I’m old enough to remember when Sir Robin Day presented The World at One on Radio 4, and regularly signed off with, “…and a very good afternoon especially to you.” Listeners wondered why he injected such a personal, intimate note into a broadcasting sign-off. Eventually, someone pointed out that Sir Robin’s breathy valediction was directed, each day, at Sue MacGregor as she sat in a neighbouring studio preparing to introduce Woman’s Hour.

That the irascible knight had a (sadly unrequited) crush on the lovely Ms MacGregor came as a surprise because Radio 4 fans, on the whole, could not imagine the possessors of Radio 4 voices having crushes on anyone, or indeed sex with anyone, let alone with each other. All that common sense and decorum. It would be against nature.

As of yesterday, we know better. In a speech, Caroline Thomson, below,  the BBC’s outgoing head, urged her successor to make the corporation “outward-looking”, a virtue easier to attain by people in the new Salford complex than people cooped up in London with 10,000 others, “when they all eat and drink with each other, and marry each other, and have affairs with each other, and so on”.

Is the teatime TV newsreader having a raging affair with a question-setter on University Challenge?

Ms Thomson was probably talking about affairs between technicians, journalists, editors, researchers and canteen staff rather than broadcasters, but the brain is a literal-minded organ. It conjures up a vast mead-hall where the staff of Panorama, Crimewatch and Gardeners’ World are eating scones and drinking gallons of BBC tea with hundreds of extras from serialisations of Bleak House.    

What did she mean by “have affairs with each other, and so on?” Suddenly, you can’t hear the pleasant voice of the continuity announcer Corrie Corfield without wondering if she’s Up To Something. Or speculating about the stern-voiced dominatrix on the Today programme. Or the Paul Robeson-toned chap who back-announces the creator of Desert Island Discs as “Rawwooooiy” – is his the voice of a serial shagger? Suddenly, nobody at the Corporation is above suspicion. Is the teatime TV newsreader having a raging affair with a question-setter on University Challenge? Is the expert on Watchdog in a ménage à trois with his opposite numbers on Moneybox and You and Yours? Does the assistant producer of Antiques Road Trip nurse a secret passion for Ed Grundy? Is the canteen at BBC TV Centre a hotbed of marital dispute at lunchtime, with meals punctuated by cries of “Go to her then, you bastard!”? Gosh, I hope so.

Unbearably Naive

I saw Untouchable in America, after a friend said it was wonderful, had grossed millions all over Europe and been praised by Harvey Weinstein.
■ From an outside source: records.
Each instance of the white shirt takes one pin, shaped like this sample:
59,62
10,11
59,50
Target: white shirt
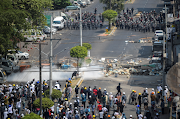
5,114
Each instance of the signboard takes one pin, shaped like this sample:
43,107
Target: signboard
48,19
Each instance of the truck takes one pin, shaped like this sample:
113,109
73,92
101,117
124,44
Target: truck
3,76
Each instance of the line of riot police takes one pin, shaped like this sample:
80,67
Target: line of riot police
89,21
146,22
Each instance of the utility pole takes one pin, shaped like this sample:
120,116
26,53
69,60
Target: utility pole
50,61
109,4
40,75
80,27
164,56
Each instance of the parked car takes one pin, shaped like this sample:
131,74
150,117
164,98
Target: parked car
58,22
34,35
73,7
48,30
19,54
158,33
82,4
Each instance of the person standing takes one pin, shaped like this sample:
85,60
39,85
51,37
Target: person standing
140,99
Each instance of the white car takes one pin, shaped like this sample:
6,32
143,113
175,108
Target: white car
34,35
22,55
158,33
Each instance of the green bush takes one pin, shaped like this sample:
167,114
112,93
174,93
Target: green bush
46,103
55,94
32,116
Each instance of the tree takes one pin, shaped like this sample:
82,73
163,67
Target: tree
116,5
32,116
55,94
11,22
109,14
35,8
46,103
87,46
78,52
59,4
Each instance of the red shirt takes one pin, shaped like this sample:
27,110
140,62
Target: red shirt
99,107
95,91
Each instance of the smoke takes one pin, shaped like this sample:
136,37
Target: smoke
57,74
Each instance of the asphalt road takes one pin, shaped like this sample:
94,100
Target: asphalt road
138,83
106,46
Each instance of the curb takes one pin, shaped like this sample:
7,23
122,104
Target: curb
112,31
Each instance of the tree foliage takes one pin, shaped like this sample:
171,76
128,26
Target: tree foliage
59,4
32,116
46,103
78,52
109,14
116,5
55,94
35,8
87,46
11,21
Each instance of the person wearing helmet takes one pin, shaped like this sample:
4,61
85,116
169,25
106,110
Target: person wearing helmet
99,94
124,99
134,96
131,95
119,88
140,99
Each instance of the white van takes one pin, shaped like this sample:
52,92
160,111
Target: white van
58,23
34,35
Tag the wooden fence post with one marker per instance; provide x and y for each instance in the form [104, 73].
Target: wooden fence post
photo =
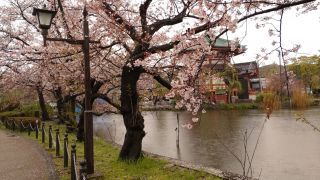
[65, 150]
[83, 169]
[50, 137]
[73, 163]
[43, 135]
[57, 143]
[178, 131]
[37, 130]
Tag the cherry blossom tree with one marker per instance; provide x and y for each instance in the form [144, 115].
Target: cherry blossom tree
[164, 39]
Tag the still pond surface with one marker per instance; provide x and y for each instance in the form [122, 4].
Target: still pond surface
[287, 149]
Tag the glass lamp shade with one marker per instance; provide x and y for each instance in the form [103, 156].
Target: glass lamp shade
[44, 17]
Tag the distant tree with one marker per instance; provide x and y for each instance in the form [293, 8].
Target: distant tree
[307, 69]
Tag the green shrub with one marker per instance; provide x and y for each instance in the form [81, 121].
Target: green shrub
[259, 98]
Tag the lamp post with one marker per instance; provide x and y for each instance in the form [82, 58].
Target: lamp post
[45, 17]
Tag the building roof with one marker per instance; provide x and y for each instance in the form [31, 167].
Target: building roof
[221, 43]
[247, 67]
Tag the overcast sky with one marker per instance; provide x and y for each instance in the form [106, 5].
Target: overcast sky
[303, 29]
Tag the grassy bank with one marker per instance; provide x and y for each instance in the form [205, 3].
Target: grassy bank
[106, 162]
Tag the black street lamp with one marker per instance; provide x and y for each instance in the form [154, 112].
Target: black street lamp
[45, 17]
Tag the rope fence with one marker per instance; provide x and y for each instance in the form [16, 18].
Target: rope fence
[29, 127]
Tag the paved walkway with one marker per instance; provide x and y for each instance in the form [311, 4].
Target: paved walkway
[23, 159]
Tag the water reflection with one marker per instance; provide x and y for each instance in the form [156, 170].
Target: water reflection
[287, 149]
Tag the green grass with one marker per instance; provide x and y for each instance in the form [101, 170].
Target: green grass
[107, 163]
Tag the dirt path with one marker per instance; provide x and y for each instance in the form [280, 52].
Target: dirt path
[23, 159]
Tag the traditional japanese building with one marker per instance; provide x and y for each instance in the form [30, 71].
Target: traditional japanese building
[248, 75]
[211, 84]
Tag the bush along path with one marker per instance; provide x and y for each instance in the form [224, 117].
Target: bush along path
[23, 159]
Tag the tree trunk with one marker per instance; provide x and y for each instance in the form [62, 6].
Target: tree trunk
[80, 126]
[95, 86]
[44, 112]
[60, 104]
[133, 120]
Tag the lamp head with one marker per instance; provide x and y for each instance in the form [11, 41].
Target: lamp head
[44, 17]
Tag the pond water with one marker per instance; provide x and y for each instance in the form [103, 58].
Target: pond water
[287, 149]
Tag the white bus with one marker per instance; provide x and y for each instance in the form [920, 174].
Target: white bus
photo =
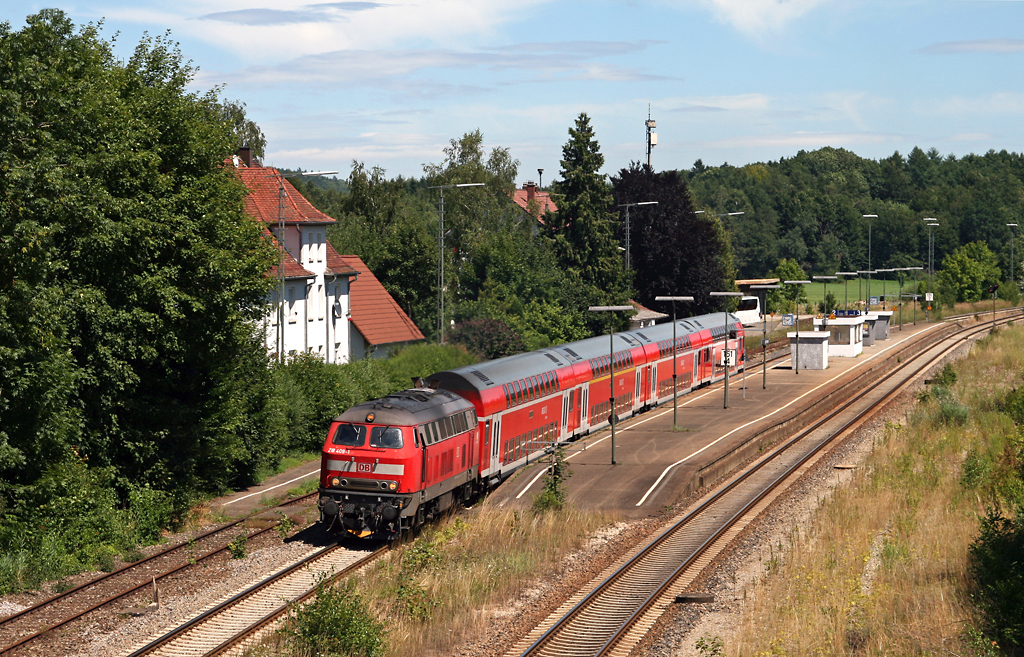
[749, 311]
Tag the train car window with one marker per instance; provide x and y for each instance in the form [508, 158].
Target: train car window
[349, 435]
[387, 437]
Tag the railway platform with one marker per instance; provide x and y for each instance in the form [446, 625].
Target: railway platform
[655, 466]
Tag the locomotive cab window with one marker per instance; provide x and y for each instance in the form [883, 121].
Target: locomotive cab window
[387, 437]
[349, 435]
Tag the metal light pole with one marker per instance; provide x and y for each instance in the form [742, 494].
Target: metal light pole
[611, 366]
[846, 279]
[824, 280]
[628, 206]
[675, 356]
[915, 295]
[764, 335]
[282, 194]
[869, 217]
[798, 282]
[1012, 263]
[931, 222]
[725, 350]
[440, 255]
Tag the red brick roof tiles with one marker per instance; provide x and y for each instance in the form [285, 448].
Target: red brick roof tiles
[375, 313]
[292, 268]
[264, 204]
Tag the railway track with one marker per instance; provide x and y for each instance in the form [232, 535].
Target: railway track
[32, 624]
[227, 626]
[613, 616]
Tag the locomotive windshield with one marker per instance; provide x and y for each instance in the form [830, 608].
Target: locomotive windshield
[349, 435]
[388, 437]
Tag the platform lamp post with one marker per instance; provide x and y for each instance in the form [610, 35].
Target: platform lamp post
[915, 295]
[932, 223]
[797, 282]
[675, 356]
[764, 334]
[846, 278]
[282, 194]
[725, 349]
[628, 206]
[869, 217]
[611, 365]
[440, 254]
[824, 280]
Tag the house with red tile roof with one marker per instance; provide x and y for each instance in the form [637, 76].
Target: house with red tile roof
[534, 202]
[379, 324]
[308, 311]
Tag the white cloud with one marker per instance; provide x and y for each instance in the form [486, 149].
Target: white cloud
[754, 17]
[260, 31]
[804, 140]
[398, 71]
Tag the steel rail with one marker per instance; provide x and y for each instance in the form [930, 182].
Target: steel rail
[589, 600]
[42, 606]
[212, 613]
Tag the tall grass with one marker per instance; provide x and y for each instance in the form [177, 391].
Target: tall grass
[436, 593]
[884, 568]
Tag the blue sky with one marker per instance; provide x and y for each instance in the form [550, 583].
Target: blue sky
[389, 83]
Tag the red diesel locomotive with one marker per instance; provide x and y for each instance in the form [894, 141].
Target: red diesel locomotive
[390, 464]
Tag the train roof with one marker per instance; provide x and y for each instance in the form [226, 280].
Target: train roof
[413, 406]
[503, 370]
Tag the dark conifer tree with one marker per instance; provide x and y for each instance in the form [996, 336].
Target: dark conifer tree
[674, 250]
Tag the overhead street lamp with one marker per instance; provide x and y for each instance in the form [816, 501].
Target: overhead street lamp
[846, 298]
[628, 206]
[824, 286]
[282, 194]
[798, 282]
[725, 349]
[764, 335]
[612, 418]
[440, 255]
[675, 386]
[869, 217]
[1012, 263]
[932, 223]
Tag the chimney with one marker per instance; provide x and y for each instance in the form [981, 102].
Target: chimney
[246, 156]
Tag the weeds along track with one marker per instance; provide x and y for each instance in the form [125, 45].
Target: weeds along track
[626, 602]
[227, 626]
[31, 624]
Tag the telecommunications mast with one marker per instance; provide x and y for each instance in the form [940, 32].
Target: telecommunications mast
[651, 136]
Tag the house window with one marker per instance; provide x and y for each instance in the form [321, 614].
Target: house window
[293, 311]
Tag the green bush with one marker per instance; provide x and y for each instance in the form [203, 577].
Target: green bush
[338, 623]
[997, 565]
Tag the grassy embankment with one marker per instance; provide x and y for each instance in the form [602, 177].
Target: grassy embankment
[884, 568]
[439, 592]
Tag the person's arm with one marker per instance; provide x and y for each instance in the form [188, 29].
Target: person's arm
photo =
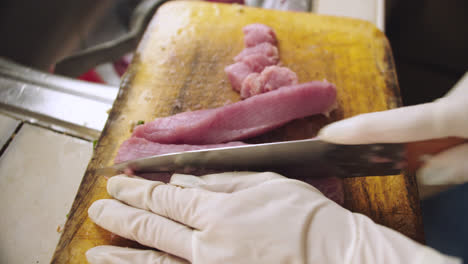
[445, 117]
[243, 217]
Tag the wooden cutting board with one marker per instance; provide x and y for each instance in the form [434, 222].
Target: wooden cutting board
[179, 67]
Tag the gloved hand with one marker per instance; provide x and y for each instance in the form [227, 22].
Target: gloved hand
[445, 117]
[242, 218]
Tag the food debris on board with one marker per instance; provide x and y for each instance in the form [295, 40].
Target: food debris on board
[272, 98]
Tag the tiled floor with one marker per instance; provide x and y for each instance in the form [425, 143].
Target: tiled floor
[7, 127]
[40, 172]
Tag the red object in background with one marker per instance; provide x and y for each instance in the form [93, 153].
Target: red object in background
[91, 76]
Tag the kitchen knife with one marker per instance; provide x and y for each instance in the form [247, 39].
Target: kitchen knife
[309, 155]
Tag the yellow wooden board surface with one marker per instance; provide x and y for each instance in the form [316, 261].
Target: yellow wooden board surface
[179, 67]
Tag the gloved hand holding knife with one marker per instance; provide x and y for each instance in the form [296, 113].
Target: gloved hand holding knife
[445, 117]
[266, 218]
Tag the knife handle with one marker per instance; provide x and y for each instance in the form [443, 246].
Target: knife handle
[417, 151]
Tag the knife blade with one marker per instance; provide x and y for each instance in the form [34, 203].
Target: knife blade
[311, 155]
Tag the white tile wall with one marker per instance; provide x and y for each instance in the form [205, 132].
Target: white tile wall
[40, 172]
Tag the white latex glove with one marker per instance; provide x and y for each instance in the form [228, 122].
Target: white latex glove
[445, 117]
[243, 218]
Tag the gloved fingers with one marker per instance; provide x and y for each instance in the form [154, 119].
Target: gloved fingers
[447, 167]
[227, 182]
[142, 226]
[439, 119]
[460, 88]
[121, 255]
[182, 205]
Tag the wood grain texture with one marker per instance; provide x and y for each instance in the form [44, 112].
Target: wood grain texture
[179, 67]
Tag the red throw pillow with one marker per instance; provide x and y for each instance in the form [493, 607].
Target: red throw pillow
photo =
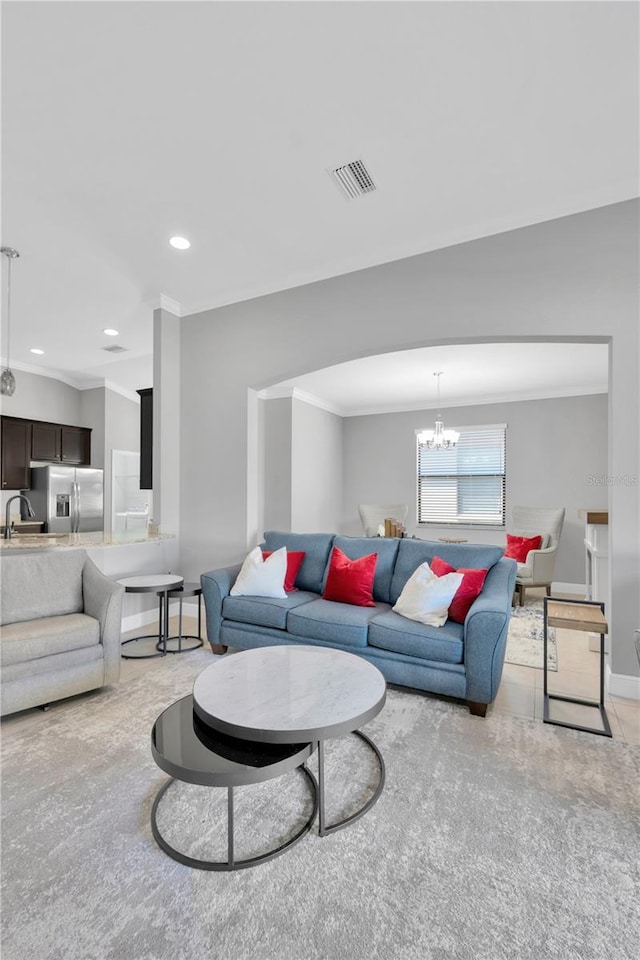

I watched with amazement. The film deals with Philippe, a rich, French, quadriplegic widower who, tired of carers who treat him too respectfully or pityingly, takes on a mouthy black Muslim ex-jailbird called Driss. A bond develops between them, based on Driss’s endearing habit of making disability jokes, and despite his natural thieving instincts.

Do you feel queasy yet? About posh rich white guy showing poor amoral black guy a better way to live? Gradually, Philippe introduces his minder to high culture; Driss in return gives Philippe a blast of Earth, Wind & Fire (it wouldn’t work with gangsta rap, would it?). They’re both disadvantaged, do you see, but can help each other and make the world a better place.

As a piece of social analysis, it’s naïve and patronising. Now Weinstein plans a US remake, with Colin Firth in the wheelchair. But who will play the French version of the old Stepin Fetchit stereotype – the feckless black manservant who learns some manners from Mr White Moneybags?